In 2018, the Supreme Court of Georgia in Cooper Tire & Rubber Company v. Koch, 339 Ga. App. 357 (793 SE2d 564), advised that the plaintiff has a duty to preserve relevant evidence when plaintiff actually anticipates or reasonably should anticipate litigation. The above cited case involved a tire tread (manufactured by Cooper Tire) that separated from the left rear tire in 2012 which caused a Ford Explorer to strike a guardrail. The driver suffered serious and permanent injuries and subsequently died from those injuries.
The left rear tire was the only part of the car that was saved from the Ford Explorer. In 2014, the estate of the deceased filed a product liability claim against Cooper Tire & Rubber Co. which alleged catastrophic tread separation and resultant collision due to negligent design and manufacture, strict liability, and failure to warn. Cooper Tire filed a motion to dismiss the complaint due to spoliation of evidence. The trail court denied that motion inasmuch as litigation was not reasonably foreseeable or reasonably contemplated by the plaintiff.
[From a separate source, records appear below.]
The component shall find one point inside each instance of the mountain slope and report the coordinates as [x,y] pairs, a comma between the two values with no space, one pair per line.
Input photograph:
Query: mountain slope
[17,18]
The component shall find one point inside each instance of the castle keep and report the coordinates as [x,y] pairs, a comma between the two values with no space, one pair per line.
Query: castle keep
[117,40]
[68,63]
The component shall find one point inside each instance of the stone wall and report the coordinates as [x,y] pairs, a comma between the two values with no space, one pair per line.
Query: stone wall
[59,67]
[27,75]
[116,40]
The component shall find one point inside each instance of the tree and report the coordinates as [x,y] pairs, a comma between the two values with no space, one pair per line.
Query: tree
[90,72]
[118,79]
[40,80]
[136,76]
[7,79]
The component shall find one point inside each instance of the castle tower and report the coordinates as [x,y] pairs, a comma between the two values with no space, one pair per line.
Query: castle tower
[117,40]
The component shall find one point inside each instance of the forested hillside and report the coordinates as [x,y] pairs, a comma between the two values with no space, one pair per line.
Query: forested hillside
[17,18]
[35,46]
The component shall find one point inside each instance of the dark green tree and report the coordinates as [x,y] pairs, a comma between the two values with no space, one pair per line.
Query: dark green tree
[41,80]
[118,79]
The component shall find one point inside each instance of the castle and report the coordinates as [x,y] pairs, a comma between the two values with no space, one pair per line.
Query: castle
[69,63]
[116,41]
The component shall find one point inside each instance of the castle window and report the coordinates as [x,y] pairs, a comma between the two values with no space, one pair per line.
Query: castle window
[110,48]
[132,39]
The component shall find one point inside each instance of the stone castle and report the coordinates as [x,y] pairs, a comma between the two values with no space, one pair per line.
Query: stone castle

The Georgia Court of Appeals affirmed the order of the trial court and rejected Cooper Tire’s argument that the trial court focused exclusively on whether plaintiff subjectively knew that a lawsuit over the incident and tire tread allegation was likely. The Appellate Court held that there was a distinct difference between whether defendant “actually or reasonably should have foreseen litigation” versus the plaintiff. The Court of Appeals held that the trial court did not abuse any discretion in relying upon Phillips v. Harmon, 297 Ga. 386 (774 SE2d 596)(2015), which applied an objective standard for spoliation. Yet, the Court of Appeals did note that reasonable foreseeability of litigation involved both objective and subjective criteria.